Heading: Divorce Issue.

Text: On this issue, the chancellor, because he believed that he was required to give full faith and credit to the Florida decree, denied the husband a divorce. It is unnecessary, however, to pass upon the correctness of that ruling for, as we see it, the decree of the lower court should be affirmed for a different reason. Since the husband failed to corroborate his claim for relief, the chancellor was without authority to grant a divorce in any event. This is so because the separation agreement merely recited that the parties were about to separate and had mutually agreed to settle their property rights. There was no recital nor an agreement that the separation was voluntary. The separation could have been caused by misconduct either on the part of the husband or the wife or both. Actually, the wife, besides denying the voluntary nature of the agreement, claimed that the husband intended to leave her in any event and so announced, and that she executed the agreement merely to protect her financial and property rights since she was faced with a situation she could not control. This denotes acquiescence, not agreement. The situation here was not the same as it was in Hahn v. Hahn, 192 Md. 561, 64 A.2d 739 (1949), on which the husband relied to support his claim for a divorce. There, the husband admitted that the separation was voluntary.
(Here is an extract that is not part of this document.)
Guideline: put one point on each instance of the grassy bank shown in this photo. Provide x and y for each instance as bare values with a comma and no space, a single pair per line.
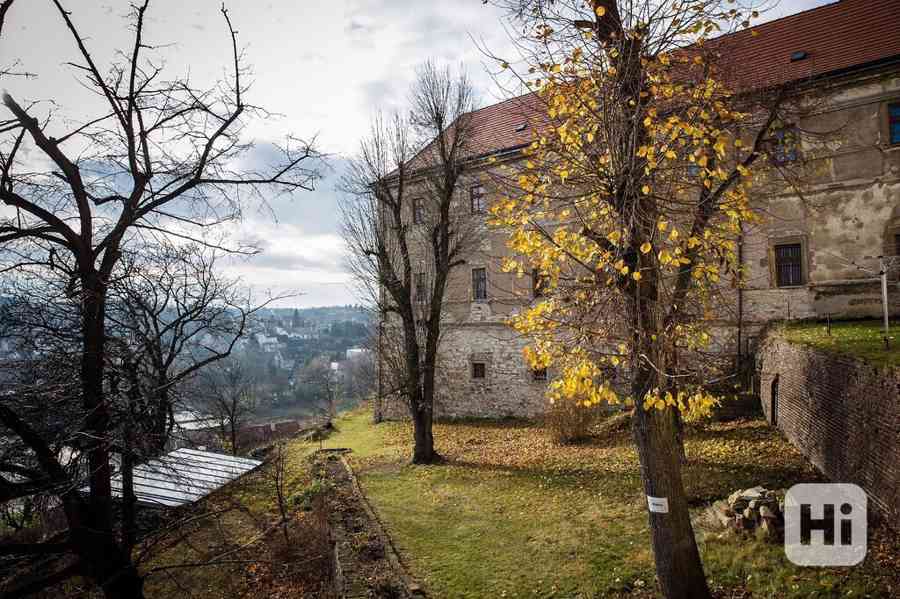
511,515
862,339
Moreover, there was substantial corroboration of the wife's testimony by a person who was not a party. Here, the agreement, insofar as the separation of the parties was concerned, proved nothing. Even if we assume, without deciding, that the execution of a separation agreement may in some instances corroborate a separation by mutual consent, it certainly did not do so in this case. While only slight corroboration is required, it cannot be dispensed with. Zulauf v. Zulauf, 218 Md. 99, 145 A.2d 414 (1958). Cf. Rule 1190 f.